- Born: 29 June 1939 (age 87) Qazvin, Iran
- Education: Faculty of Fine Arts, University of Tehran
- Known for: Calligraphy, painting and graphic design
- Movement: Iranian calligraphic painting

= Mohammad Ehsai =

Iranian calligrapher, painter and graphic designer

Seyed Mohammad Ehsai (سیدمحمد احصایی; born 29 June 1939) is an Iranian calligrapher, painter, graphic designer and university tutor. He is regarded as one of the pioneers of modern Iranian calligraphic painting, commonly known in Persian as naqqashi-khatt, in which Persian and Arabic letterforms are treated as visual and abstract elements.

==Life and career==

Ehsai was born in Qazvin and moved with his family to Tehran at the age of six. He developed an early interest in Persian calligraphy and later studied with the calligrapher Gholam Hossein Amirkhani. Before entering university, he taught literature and calligraphy in Tehran schools and worked as a calligrapher and graphic designer for the Iranian Red Lion and Sun Society and the national textbook organisation.

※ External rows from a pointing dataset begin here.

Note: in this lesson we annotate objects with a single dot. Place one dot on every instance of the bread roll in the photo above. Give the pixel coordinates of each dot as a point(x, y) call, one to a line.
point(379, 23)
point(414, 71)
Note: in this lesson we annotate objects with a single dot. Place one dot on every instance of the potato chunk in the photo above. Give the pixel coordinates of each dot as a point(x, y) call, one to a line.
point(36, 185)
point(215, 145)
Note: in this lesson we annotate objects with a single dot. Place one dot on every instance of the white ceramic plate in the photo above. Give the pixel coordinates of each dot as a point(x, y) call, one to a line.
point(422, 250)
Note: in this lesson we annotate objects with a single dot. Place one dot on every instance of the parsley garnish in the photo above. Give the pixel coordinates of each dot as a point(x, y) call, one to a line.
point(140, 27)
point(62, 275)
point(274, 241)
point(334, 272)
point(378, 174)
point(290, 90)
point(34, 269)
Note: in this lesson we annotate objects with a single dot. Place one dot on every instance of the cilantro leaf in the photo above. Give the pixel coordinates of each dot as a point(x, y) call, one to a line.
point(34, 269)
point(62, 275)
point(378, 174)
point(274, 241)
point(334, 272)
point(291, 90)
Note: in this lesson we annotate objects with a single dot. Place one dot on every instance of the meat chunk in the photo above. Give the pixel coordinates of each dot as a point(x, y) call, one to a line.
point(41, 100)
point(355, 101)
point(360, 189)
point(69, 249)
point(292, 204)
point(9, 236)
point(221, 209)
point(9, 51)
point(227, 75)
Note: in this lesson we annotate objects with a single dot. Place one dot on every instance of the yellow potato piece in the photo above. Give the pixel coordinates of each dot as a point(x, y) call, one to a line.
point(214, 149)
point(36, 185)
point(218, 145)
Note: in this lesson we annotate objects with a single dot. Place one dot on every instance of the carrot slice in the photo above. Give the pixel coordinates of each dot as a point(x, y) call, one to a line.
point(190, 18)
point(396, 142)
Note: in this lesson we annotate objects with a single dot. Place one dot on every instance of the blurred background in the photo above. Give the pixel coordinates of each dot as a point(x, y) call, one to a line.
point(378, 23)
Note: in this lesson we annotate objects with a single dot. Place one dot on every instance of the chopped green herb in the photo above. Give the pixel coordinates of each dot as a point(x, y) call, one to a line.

He studied painting and graphic design at the Faculty of Fine Arts of the University of Tehran. He later joined its academic staff and introduced courses examining the graphic and visual qualities of calligraphy. He also taught at other Iranian art institutions.

==Work==

Ehsai's work combines the discipline of traditional Persian and Islamic calligraphy with the compositional principles of modern painting and graphic design. His paintings often enlarge, repeat or interlace letters until their linguistic meaning becomes secondary to rhythm, colour and form.

His non-traditional works have commonly been divided into two principal groups: his calligraphic paintings and the series known as the Eternal Alphabet. In these works, individual words and letters are transformed into monumental abstract structures, frequently painted in bright colours against dark backgrounds.

Ehsai has also produced traditional calligraphy in scripts including Nastaʿlīq, shekasteh nastaʿlīq, thuluth and muhaqqaq. His major calligraphic projects include manuscripts of the Divan of Hafez and the Quran.

His work is represented in the collection of the British Museum and in several Iranian public collections.